最近、というほどでもないが、ここ数年のパソコンは本当に「多芸」になったものだと思う。歌声合成ソフトにより歌を歌い、音声合成ソフトによって自然に話をし、翻訳ソフトにより他国語を翻訳してくれる。そして、人間の話した内容を普通に「聞き取り」してくれる「AmiVoiceSP 2」である。「こうした『コンピュータが自動的に何かをしてくれるソフト』は、実際に使ってみるとまだまだ『完璧』というには遠い」ということは、多くの人が実感しているのではないだろうか。翻訳ソフトなどは、あらかじめ原文を人間が「翻訳しやすいように」編集しておかなければ、なかなかよい結果が得られないし、歌声合成ソフトでも、自然に聞こえるようになるまでには、かなりのノウハウが必要となる。
そうしたソフトと比較すると、音声認識ソフトは実力がかなり上がってきたようだ。「AmiVoiceSP 2」を使用してみるとわかるが、まさにソフトの売り文句の通り、「普通に話す」内容をかなり正確に認識してくれる。「かなり」という表現も微妙だが、マイクの調整さえよければ、数個の文章くらいは間違えることなく認識してくれるほど、精度は高い。最終的には目視確認が必要とはいえ、十分に使えるレベルにあると感じた。

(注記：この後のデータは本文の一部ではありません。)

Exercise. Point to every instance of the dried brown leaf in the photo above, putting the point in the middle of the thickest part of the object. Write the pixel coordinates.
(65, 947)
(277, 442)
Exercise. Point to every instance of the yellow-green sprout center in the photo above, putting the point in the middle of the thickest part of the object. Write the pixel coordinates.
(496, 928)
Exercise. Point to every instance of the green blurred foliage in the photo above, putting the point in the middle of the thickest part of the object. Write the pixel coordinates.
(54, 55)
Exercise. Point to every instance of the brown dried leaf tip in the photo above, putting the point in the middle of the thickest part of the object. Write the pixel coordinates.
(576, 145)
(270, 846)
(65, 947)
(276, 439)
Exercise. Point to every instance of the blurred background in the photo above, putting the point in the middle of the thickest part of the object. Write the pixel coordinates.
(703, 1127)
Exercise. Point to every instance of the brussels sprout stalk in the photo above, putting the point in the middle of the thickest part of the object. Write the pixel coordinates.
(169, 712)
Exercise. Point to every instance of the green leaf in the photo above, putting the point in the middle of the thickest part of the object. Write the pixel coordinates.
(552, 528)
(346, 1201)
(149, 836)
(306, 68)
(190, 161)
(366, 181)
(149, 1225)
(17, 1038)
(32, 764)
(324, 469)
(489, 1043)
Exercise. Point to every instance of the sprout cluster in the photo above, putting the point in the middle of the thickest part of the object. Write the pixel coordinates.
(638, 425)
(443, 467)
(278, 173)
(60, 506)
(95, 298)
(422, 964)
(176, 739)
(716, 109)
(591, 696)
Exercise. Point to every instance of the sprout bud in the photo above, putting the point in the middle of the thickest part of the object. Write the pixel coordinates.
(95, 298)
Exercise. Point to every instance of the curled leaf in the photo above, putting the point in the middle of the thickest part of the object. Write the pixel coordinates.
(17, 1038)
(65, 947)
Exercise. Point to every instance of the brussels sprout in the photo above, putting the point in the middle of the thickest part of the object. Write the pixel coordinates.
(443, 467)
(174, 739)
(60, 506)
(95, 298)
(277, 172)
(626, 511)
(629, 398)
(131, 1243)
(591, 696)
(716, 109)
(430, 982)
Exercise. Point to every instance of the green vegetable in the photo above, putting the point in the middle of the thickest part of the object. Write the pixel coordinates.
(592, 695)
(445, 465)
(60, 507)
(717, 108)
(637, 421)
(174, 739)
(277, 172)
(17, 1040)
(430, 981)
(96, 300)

あまり知られていないかもしれないが、WindowsではWindows 7でもWindows 8でも、標準で日本語対応の音声認識機能を搭載している。だが、それらと比較しても「AmiVoiceSP 2」の認識精度は、レベルの違いを感じさせるほど。人間が普通に会話する速度に追いつけるほどの文字入力は、日本語の場合、キーボード入力に相当慣れていないと難しい。だが「AmiVoiceSP 2」ならば、誰でも会話に近い速度で文字入力を実現できる可能性がある。